By Allen Eraut
Santa may moonlight as an insurance defense attorney during the off-season. Over a cup of eggnog, Santa shared his Naughty & Nice List for 2018…
Naughty: Damages cap. Oregon had two significant damages cap decisions this year: Vasquez v. Double Press Mfg., Inc and Rains v. Stayton Builders Mart. Vasquez found the $500,000 noneconomic damages cap under Oregon Revised Statutes 31.710(1) to violate Article I, Section 10 of the Oregon Constitution on an as-applied basis, as it would have reduced plaintiff’s recovery from $6,199,090 to $1,838,090. Rains found the damages cap unconstitutional as applied as well, where the jury awarded $3.1 million in noneconomic damages. The court of appeals also ruled for the first time that spousal loss of consortium claims are protected by the remedy clause of the Oregon Constitution, finding a reduction from $759,000 to $500,000 to be unconstitutional.
Nice (mostly): Asbestos verdicts. Overall, it was a good year for asbestos verdicts in the Northwest, with two defense verdicts (Patrick Jack and Judd Metzger) and two plaintiff verdicts (Andrew Miller -- $1.1 million and James Clevenger -- $1 million). The Andrew Miller case verdict resulted in a net $0 judgment, as the verdict award was less than the setoffs.
Naughty: Oregon physician-patient privilege. In Hodges v. Oak Tree Realtors, Inc., the Oregon Supreme Court held that – even after a plaintiff has filed a personal injury lawsuit – any and all communications between the plaintiff and his or her doctor remain shielded from discovery. Therefore, Oregon’s rule continues to run counter to most states, which generally allow discovery into patient-physician communications after the filing of a personal injury lawsuit.
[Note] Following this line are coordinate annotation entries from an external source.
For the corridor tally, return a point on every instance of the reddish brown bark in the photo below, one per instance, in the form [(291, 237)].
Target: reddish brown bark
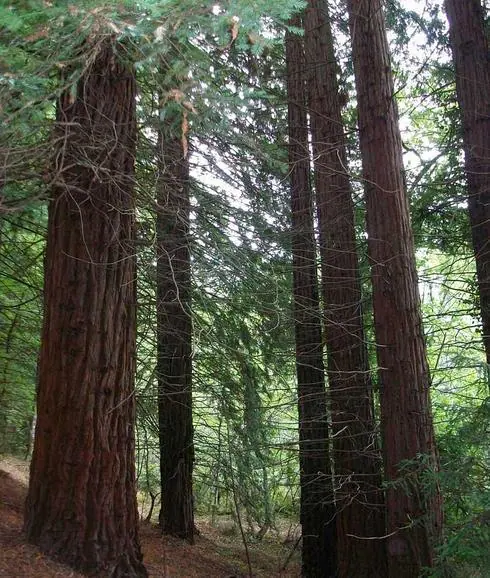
[(81, 506), (413, 519), (174, 327), (357, 461), (469, 44), (317, 512)]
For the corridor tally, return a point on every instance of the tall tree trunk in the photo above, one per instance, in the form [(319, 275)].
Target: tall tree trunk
[(357, 461), (317, 511), (174, 325), (469, 45), (414, 516), (81, 506)]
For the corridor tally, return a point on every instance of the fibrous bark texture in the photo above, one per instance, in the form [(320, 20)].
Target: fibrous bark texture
[(174, 326), (469, 45), (81, 506), (414, 516), (317, 512), (356, 457)]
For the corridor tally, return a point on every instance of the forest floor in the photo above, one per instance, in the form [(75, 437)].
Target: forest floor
[(217, 553)]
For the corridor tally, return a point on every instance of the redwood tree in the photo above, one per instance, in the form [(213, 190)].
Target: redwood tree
[(414, 516), (81, 506), (357, 459), (174, 323), (469, 45), (316, 510)]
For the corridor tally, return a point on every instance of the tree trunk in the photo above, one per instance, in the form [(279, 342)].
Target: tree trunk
[(357, 461), (81, 507), (317, 511), (469, 45), (174, 326), (414, 516)]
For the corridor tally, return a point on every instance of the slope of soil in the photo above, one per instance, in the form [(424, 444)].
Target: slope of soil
[(215, 555)]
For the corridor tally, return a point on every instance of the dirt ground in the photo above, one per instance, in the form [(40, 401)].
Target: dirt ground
[(216, 554)]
Nice: No claim for bad faith claim processing in Oregon. In Bates v. Bankers Life, the Oregon Supreme Court ruled that a plaintiff does not state a claim under Oregon Revised Statutes 124.110(1)(b) for wrongful withholding of money or property where an insurance company allegedly in bad faith delayed the processing of claims and refused to pay benefits.
Naughty: Washington bad faith. In Singh v. Zurich Am. Ins. Co., Division 1 of the Washington Court of Appeals clarified an insurer’s defense duties in cases involving multiple claimants that likely would exhaust policy limits. It held that if an insurance carrier has reason to believe that payment of a policy-limits settlement to one claimant would leave the insured exposed to defense costs for other claims, the carrier should explore potential methods to leave some amount of policy limits in reserve in order to preserve the defense duty. Failure to do so could result in bad faith damages.
Nice: “Each and every fiber” evidence. In Barabin v. Scapa Dryer Fabrics, a federal trial court in the Western District of Washington rejected the “each and every exposure” and “cumulative exposure” causation theories often relied on by asbestos plaintiffs. The court’s decision is detailed and provides a good road map to exclude this type of evidence.